Write a program that counts the unique words in hamlet.

In [None]:
def counting(file):
    count = {}
    texte = file.read()
    word_list = texte.split()
    for word in word_list:
        if word in count:
            count[word] += 1
        else:
            count[word] = 1
    for key, value in dict(count).items():
        if value > 1:
            del count[key]
    return count


path = "C:\\Users\Yuri\\Documents\\concordia_bootcamp\\file_string\\m1-4-files-strings\\data\\hamlet.txt"
text = open(path, "r")

myDict = {}

print(counting(text))

# File Reading 2: A Python library.

In the `data` folder, you will find a folder called `csrgraph` which is a python library.

### 1. File count

Count the `py` files in the library using the `os` package

In [None]:
import os

path = r"C:\\Users\\Yuri\Documents\\concordia_bootcamp\\file_string\\m1-4-files-strings\\data\\csrgraph"

files = os.listdir(path)

print (len(files))

### 2. For the following packages, count the number of files that import them:

- pandas 

- numpy

- numba

In [None]:
import os 

root_dir = "C:\\Users\\Yuri\Documents\\concordia_bootcamp\\file_string\\m1-4-files-strings\\data\\csrgraph"

keyword = "import numpy"

count = 0
for root, dirs, files in os.walk(root_dir):
    for filename in files: #iterate over files
        file_path = os.path.join(root, filename) # file path 
        with open(file_path, 'r') as f: #open the file for reading
                for line in f.readlines():
                    if keyword in line:
                        count += 1
print(count)

# First NLP Program: IDF

Given a list of words, the the inverse document frequency (IDF) is a basic statistic of the amount of information of each word in the text.

The IDF formulat is:

$$IDF(w) = ln(\dfrac{N}{1 + n(w)})$$

Where:

- $w$ is the token (unique word),
- $n(w)$ is the number of documents that $w$ occurs in,
- $N$ is the total number of documents

Write a function, `idf(docs)` that takes in a list of lists of words and returns a dictionary  `word -> idf score`

Example:

```
IDF([['interview', 'questions'], ['interview', 'answers']]) -> {'questions': 0.0, 
                                                                'interview': -0.4, 
                                                                'answers': 0.0}


```

In [None]:
import pandas as pd
import sklearn as sk
import math 
import numpy as np



corpus = [['interview', 'questions', 'interview'], ['interview', 'answers']]
corpus_union = set().union(*corpus)
print(corpus_union)

wordDict = dict.fromkeys(corpus_union, 0)

#bag of word
for list in corpus:
    for word in list:
        wordDict[word] += 1



def computeIDF(corpus):
    corpus = [set(i) for i in corpus]
    idfDict = {}
    N = len(corpus)
    final_dict = {}
    for doc in corpus:
        for word in doc:
            idfDict[word] = idfDict.get(word, 0) + 1
    for word in idfDict:       
        final_dict[word] = np.log ( N / (idfDict[word] + 1))
    return final_dict

#idf = computeIDF([wordDict])

print(computeIDF([['interview', 'questions', 'interview'], ['interview', 'answers']]))

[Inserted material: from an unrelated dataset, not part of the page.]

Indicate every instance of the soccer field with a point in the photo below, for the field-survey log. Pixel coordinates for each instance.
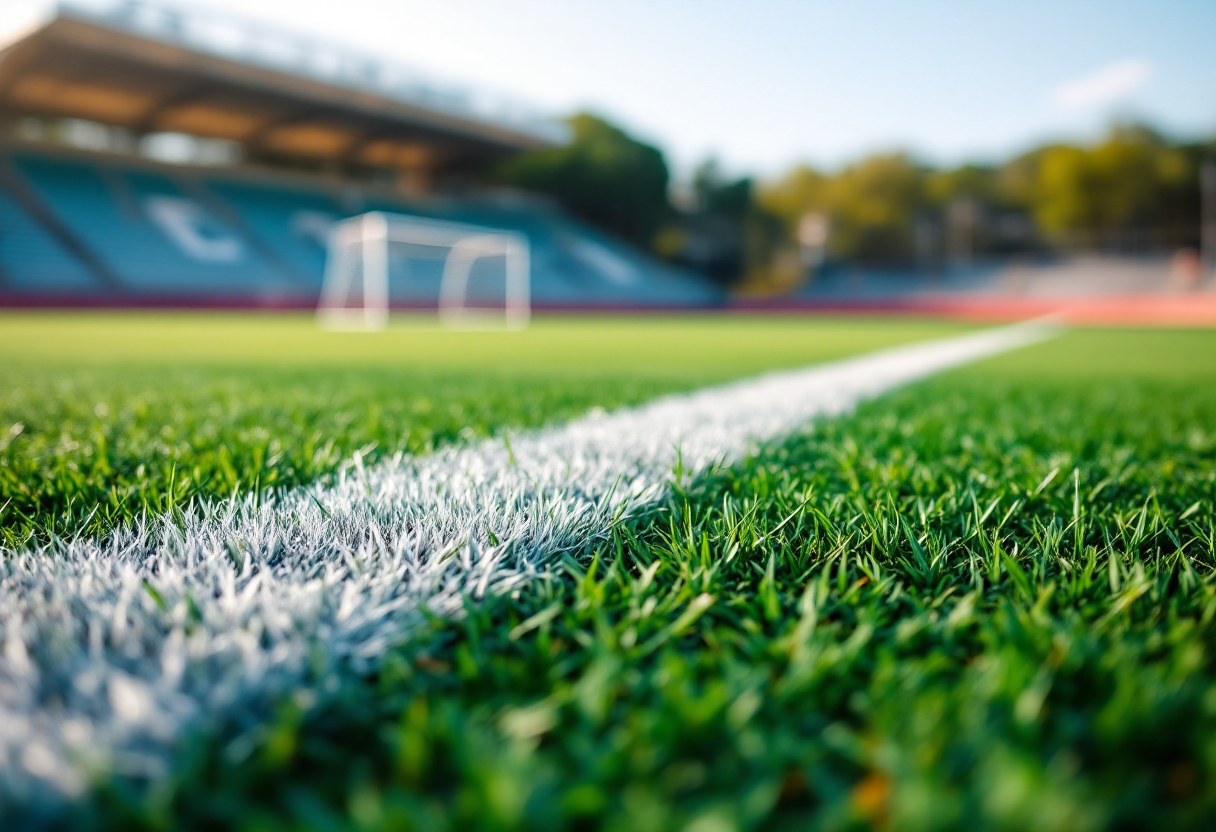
(981, 600)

# Stretch Goal: TF-IDF on Hamlet

The TF-IDF score is a commonly used statistic for the importance of words. Its $\frac{TF}{IDF}$ where TF is the "term frequency" (eg. how often the words happens in the document).

Calculate the TF-IDF dictionary on the Hamlet book.

What's the TF-IDF of "Hamlet"?

What's the word with the highest TF-IDF in the book?

In [None]:
import pandas as pd 
from sklearn.feature_extraction.text import TfidfVectorizer
import nltk
from nltk.tokenize import sent_tokenize, word_tokenize
import heapq

def tokenize_word():
    path = "C:\\Users\Yuri\\Documents\\concordia_bootcamp\\file_string\\m1-4-files-strings\\data\\hamlet.txt"
    with open(path, 'r') as f: 
        for line in f: 
            print(word_tokenize(line))

corpus = tokenize_word()


def test_():
    wordfreq = {}
    corpus = tokenize_word()
    for token in corpus:
        if token not in wordfreq.keys():
            wordfreq[token] = 1
        else: 
            wordfreq[token] += 1
    return heapq.nlargest(200, wordfreq, key=wordfreq.get)

print(test_())


# Stretch Goal: Speaker count

Use a regular expression and looping over the `hamlet.txt` file to build a dictionary `character_name -> # times speaking`.

Who speaks the most often? Who speaks the least often?